Ninguém sabe, ninguém sabe
E eu estava dançando na chuva
Eu me senti viva e não posso reclamar

- Runaway, Aurora

Corríamos sob a chuva sem medo de ficarmos resfriados. As gotas incolores acumulavam-se em nossos cabelos e roupas enquanto exibíamos um enorme sorriso. Era como se a iminência do amanhã fosse uma piada barata e sem graça. E naquele momento não haviam colegas de classe maldosos, professores insensíveis ou pais fanaticamente religiosos e mortalmente rigorosos. Éramos apenas Donghae, a chuva e eu. Mas não haviam sons. Nós atravessávamos uma paisagem fúnebre e silenciosa sorrindo como se aquele fosse um evento único.

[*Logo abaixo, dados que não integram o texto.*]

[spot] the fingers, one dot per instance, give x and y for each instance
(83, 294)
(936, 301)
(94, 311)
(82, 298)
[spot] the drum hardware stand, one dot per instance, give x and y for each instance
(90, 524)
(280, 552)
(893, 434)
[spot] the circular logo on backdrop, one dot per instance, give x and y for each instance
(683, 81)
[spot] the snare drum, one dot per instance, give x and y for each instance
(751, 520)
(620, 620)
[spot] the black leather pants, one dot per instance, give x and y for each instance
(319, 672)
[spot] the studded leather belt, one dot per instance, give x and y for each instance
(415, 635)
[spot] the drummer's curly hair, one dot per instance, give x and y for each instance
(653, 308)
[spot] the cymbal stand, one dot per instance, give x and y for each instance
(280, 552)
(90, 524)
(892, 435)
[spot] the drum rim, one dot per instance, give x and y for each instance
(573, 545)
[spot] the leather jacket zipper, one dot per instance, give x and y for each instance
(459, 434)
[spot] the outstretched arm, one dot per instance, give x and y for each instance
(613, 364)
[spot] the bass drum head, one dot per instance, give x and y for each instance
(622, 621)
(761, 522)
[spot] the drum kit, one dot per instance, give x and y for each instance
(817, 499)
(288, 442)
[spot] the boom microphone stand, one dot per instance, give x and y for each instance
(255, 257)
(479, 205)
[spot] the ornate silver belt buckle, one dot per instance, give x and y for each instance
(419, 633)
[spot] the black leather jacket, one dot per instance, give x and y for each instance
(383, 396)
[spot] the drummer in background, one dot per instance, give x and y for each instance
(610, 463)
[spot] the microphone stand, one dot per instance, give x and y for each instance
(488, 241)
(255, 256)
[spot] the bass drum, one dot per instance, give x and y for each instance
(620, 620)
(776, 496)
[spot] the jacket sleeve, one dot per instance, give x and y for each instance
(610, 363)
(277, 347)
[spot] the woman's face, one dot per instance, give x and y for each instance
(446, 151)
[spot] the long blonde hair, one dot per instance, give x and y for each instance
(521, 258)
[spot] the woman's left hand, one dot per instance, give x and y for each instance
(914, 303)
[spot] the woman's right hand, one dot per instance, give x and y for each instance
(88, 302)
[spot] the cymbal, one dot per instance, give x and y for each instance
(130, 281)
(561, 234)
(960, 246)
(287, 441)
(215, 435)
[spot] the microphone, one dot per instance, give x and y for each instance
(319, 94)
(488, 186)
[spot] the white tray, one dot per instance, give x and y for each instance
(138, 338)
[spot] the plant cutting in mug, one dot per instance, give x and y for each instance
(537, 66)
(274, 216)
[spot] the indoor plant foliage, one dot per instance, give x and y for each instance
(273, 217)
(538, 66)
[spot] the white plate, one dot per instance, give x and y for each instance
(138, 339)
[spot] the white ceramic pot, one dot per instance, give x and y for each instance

Pela visão periférica vi Donghae cair sobre a grama molhada. Ele ria bastante e rolava sobre ela sujando toda a roupa, a camiseta branca agora estava imunda. Era uma visão engraçada. Me ajoelhei ao lado dele e sua mão agarrou a minha, me fazendo deitar também. Se tivéssemos plateia naquele momento certamente seríamos vistos como loucos, e se fôssemos adultos aquela conduta seria reprovada, porque o que fazíamos parecia banal para um adulto reproduzir.

Donghae soltou minha mão e ergueu o corpo. Ainda sustentava um sorriso. Ele encarou seu relógio de pulso e em seguida avaliou minha expressão com bastante cautela. Eu sabia o que aquele gesto significava.

As mãos dele ergueram-se até a altura de seus ombros e começaram a movimentar-se.

- Você não precisava ter me acompanhado. - seu olhar vagou pelo meu cabelo e em seguida avaliou o estado de minhas roupas.

Suspirei, antecipando o que eu enfrentaria ao chegar em casa. A cena se desenrolava perfeitamente em minha cabeça e eu apertei as mãos ao lado do corpo na tentativa de reprimir a vontade de desabar ali mesmo. Voltei à realidade quando meu corpo foi puxado e colocado de pé.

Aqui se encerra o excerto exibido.